Surrounding the base of the corolla of both ray and disc florets are two whorls of white to straw-coloured pappus bristles. The outer whorl consist of free barbed bristles of 0.5–3.5 mm long that alternate with the inner whorl. The pappus of the inner whorl consists of feathery bristles of 6.7–7.0 mm long, either or not barbed and fused in a ring at their base. In both ray and disc florets, the brown, one-seeded, indehiscent, dry fruits (or cypselae) are cylinder- to spindle-shaped in outline, rarely inverted egg-shaped, 3.5–4.4 mm long and 0.9–2.0 mm wide. The cypselae have four to five, mostly dark brown, distinct ribs along their lengths. The cypselae are covered in shiny yellow glands. They also have a dense covering of deeply cleft, silky twin hairs of 0.4–0.5 mm long, with branches that are almost equal in length, and no further adornment on the seed skin.

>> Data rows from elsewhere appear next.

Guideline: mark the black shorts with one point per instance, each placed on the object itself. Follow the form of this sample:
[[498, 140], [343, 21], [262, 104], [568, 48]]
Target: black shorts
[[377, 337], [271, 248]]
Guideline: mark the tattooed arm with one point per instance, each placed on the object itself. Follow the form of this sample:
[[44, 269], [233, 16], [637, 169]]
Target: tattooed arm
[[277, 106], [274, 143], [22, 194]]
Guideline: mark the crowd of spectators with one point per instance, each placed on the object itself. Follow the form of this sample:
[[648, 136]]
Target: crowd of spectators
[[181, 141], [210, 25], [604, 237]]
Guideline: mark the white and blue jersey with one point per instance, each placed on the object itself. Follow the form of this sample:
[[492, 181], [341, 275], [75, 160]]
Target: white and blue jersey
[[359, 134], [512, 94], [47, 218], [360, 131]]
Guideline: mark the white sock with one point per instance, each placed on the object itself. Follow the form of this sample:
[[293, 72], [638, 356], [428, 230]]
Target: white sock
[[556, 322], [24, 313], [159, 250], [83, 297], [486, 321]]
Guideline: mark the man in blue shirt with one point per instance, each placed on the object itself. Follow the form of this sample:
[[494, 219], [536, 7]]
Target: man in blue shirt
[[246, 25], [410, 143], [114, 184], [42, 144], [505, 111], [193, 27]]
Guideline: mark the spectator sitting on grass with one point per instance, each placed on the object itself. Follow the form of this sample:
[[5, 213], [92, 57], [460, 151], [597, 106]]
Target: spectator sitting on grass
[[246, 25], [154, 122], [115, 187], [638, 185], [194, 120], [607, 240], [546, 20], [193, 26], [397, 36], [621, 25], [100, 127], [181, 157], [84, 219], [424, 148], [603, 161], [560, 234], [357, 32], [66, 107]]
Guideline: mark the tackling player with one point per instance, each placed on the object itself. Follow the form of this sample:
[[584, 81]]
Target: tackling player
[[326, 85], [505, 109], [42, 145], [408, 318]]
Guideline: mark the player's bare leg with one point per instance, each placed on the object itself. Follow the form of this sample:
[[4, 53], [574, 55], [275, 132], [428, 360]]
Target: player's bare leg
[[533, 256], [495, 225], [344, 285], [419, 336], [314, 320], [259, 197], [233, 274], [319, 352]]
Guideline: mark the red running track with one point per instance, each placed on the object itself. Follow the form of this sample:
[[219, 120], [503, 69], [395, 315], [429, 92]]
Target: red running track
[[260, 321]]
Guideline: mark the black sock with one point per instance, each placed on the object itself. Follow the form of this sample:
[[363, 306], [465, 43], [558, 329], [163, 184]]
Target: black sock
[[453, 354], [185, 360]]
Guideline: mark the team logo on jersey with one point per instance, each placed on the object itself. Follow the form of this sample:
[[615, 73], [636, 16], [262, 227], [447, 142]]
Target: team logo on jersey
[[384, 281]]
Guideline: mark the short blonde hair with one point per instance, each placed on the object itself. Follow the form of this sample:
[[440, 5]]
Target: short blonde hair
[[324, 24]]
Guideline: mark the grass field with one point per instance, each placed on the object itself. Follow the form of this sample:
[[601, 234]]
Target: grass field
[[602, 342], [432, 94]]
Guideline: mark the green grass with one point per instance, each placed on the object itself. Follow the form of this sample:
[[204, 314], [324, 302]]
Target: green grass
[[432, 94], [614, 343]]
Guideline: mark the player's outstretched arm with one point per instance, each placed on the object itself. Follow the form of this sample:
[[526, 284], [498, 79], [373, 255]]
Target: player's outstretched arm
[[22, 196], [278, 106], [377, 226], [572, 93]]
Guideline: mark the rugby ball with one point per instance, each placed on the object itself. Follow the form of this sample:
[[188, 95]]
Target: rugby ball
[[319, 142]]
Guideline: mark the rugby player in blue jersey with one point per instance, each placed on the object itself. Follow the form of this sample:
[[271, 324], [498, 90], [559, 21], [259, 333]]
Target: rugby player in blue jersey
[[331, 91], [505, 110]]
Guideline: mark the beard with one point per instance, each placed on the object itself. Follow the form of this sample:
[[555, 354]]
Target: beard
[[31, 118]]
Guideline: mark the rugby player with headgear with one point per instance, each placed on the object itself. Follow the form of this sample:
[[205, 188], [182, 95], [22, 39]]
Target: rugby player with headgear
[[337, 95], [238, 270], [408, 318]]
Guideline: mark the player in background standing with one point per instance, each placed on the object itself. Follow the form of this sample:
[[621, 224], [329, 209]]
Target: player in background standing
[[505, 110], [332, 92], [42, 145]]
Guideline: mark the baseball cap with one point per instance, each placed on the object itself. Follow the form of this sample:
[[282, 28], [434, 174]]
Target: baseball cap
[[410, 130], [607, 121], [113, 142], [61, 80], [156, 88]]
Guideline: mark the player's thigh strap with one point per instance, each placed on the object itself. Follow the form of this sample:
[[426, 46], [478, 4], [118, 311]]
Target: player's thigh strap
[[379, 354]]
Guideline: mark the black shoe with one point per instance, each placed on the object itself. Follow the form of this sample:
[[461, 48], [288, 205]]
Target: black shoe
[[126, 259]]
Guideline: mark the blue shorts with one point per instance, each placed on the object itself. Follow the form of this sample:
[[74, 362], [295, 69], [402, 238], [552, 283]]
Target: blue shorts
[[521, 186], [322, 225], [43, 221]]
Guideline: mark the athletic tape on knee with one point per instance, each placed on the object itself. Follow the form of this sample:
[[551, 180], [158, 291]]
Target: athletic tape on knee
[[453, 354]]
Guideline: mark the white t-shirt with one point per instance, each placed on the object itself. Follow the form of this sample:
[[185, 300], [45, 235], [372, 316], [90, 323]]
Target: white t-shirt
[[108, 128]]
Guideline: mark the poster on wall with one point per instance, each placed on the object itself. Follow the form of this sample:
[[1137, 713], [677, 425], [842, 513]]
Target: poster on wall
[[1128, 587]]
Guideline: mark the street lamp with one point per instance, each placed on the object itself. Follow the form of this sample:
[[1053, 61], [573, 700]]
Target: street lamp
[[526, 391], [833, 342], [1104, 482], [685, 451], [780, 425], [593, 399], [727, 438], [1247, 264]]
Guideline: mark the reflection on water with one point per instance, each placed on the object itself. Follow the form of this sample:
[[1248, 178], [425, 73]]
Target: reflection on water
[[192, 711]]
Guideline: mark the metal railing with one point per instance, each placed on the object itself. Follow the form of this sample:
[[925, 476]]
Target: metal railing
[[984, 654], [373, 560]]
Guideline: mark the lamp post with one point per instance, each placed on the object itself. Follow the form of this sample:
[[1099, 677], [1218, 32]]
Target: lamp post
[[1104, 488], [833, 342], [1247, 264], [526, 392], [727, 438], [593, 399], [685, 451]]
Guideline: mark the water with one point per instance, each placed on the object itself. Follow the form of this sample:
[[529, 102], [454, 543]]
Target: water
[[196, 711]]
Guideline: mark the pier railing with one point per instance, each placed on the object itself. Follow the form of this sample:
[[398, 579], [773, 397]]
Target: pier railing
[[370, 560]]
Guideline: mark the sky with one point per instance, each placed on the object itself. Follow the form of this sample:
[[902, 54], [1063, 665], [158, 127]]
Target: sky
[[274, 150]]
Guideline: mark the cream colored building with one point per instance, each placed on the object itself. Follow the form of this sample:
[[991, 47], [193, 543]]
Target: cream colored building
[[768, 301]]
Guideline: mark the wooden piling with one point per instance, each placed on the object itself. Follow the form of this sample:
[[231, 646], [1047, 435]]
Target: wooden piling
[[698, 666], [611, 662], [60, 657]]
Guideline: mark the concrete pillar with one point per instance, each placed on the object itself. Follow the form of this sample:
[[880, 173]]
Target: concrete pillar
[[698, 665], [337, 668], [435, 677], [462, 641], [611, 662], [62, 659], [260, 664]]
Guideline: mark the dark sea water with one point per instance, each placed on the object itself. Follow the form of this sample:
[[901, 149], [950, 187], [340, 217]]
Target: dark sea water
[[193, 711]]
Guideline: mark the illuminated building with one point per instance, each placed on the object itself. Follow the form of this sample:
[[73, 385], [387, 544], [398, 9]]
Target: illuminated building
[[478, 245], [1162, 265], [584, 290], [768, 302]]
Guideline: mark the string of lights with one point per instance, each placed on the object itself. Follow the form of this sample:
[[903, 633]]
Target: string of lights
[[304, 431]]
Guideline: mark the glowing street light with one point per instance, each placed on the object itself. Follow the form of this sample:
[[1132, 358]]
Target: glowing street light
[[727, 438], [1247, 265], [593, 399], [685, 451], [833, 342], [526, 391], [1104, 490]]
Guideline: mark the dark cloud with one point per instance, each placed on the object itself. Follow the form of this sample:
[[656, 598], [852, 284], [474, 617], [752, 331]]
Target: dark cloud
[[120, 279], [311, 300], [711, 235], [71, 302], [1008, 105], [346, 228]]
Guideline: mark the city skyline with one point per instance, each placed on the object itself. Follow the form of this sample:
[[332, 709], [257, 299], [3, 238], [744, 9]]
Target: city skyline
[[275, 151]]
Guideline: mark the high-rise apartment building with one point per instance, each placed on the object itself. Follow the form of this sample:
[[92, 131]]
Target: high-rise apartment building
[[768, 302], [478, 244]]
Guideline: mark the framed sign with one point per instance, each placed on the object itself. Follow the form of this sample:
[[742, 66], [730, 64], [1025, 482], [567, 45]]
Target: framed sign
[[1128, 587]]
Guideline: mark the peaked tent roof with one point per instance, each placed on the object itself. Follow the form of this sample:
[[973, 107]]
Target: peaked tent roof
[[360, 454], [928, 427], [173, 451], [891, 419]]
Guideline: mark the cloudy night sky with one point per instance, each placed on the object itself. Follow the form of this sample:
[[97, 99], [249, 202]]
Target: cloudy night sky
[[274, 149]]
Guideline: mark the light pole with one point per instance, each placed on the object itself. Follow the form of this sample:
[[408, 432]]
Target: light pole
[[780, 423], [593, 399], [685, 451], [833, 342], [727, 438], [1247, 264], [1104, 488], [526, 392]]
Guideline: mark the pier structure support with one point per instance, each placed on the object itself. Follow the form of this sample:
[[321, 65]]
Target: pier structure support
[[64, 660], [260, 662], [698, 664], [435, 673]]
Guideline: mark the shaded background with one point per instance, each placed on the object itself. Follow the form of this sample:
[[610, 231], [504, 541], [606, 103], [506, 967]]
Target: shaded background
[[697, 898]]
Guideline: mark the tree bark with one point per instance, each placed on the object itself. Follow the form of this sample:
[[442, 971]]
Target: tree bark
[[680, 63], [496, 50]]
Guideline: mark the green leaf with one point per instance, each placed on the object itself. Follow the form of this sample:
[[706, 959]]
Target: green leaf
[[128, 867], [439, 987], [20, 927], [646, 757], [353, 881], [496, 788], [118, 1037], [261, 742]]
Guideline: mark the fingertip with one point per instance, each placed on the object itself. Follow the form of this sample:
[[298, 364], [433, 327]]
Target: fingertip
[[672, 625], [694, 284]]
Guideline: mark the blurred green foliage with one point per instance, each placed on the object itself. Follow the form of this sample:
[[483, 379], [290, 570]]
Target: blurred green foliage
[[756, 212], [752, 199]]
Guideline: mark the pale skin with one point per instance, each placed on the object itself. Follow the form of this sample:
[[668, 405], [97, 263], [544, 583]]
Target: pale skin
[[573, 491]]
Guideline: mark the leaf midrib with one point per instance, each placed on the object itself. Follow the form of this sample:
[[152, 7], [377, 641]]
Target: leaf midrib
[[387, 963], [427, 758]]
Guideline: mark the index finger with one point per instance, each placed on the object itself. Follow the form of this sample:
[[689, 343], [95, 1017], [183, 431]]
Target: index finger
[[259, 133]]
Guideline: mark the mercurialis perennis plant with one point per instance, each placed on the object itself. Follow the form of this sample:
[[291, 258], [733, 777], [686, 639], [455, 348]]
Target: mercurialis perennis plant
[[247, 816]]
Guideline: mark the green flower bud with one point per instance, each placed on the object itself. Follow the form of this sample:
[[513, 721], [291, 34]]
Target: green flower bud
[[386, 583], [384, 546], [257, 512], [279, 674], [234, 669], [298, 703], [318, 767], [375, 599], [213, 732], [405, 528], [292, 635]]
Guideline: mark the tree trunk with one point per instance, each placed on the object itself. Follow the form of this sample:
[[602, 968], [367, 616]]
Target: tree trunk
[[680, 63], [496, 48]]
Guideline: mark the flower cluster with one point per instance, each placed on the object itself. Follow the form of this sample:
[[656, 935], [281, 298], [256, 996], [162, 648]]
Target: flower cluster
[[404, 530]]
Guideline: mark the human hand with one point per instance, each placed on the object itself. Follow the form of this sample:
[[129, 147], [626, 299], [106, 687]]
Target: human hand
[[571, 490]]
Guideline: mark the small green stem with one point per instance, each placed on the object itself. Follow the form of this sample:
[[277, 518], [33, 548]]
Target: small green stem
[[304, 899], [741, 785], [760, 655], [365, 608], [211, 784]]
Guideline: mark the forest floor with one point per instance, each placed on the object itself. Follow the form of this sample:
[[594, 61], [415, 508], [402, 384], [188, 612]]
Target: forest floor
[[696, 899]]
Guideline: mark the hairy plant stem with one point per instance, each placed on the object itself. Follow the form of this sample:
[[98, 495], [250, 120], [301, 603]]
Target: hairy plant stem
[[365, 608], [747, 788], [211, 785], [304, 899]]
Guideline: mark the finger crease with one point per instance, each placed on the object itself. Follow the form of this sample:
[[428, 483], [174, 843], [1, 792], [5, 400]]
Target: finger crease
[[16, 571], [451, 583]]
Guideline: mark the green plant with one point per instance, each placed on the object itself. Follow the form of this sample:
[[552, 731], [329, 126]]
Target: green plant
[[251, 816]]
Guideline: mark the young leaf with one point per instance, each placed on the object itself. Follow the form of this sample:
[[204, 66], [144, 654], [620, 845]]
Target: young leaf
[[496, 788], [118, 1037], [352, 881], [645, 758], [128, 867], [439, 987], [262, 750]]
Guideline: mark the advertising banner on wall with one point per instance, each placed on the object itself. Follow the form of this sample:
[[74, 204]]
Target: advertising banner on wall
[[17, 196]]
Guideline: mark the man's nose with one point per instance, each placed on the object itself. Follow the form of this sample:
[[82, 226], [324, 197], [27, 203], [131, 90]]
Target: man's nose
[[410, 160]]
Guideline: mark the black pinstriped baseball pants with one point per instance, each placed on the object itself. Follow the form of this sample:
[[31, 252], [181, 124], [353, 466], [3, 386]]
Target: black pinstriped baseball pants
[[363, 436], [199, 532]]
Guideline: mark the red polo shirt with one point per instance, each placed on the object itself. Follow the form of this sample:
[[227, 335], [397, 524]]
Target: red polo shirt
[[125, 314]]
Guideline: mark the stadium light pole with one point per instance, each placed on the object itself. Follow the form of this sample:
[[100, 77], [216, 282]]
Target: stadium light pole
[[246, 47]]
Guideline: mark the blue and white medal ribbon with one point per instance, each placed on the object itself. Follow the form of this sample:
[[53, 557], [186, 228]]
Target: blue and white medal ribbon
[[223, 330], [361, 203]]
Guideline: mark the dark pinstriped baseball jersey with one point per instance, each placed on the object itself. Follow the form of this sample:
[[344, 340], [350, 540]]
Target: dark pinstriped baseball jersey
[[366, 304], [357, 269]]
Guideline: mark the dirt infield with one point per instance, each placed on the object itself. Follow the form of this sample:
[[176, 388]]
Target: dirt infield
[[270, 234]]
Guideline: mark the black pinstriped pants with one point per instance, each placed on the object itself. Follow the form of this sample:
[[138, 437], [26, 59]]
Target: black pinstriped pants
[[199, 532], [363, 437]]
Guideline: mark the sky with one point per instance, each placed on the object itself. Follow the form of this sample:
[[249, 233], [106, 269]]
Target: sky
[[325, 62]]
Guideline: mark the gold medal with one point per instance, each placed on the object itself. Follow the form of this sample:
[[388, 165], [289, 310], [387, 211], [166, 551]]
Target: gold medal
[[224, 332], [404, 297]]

=== Differences with related species ===
The leaves of M. hirsuta are not as tidily arranged in rosettes as in the other species, and some leaves can even be found along the lower parts of the inflorescence stalks. M. hirsuta can also be distinguished from all other Mairia species by the combination of the regularly rounded or pointy teeth along the leaf margins, the long straps of the ray florets of 2–3 cm long, and no staminodes in the ray florets.

Mairia hirsuta can easily be confused with M. robusta that has similar leaves, and also has long ray florets that lack staminodes. However, the underside of the leaves of M. hirsuta is visible and greenish, despite densely to sparsely woolly hair (giving a whitish scaly appearance, with shiny, amber-coloured glands). The lower leaf surface in M. robusta on the other hand, consists of two layers of hairs, a bluish grey cobwebby layer through which longer woolly hairs extend, making it white in colour and the leaf surface isn't visible through the hairs at all. In addition, the involucral bracts in M. hirsuta are overlapping, with the outer bracts distinctly smaller than the inner ones, whereas in M. robusta all bracts are more or less the same size.

== Distribution, ecology and conservation ==
Mairia hirsuta is a local endemic of the Langeberg between Swellendam, Suurbraak and the neighbouring Warmwaterberg. It is considered a rare species, because although it occupies a range of only about 59 sqkm, it is well protected in the Boosmansbos Wilderness Area and the Marloth Nature Reserve. Here it grows in a fynbos vegetation on the steep, south-facing slopes.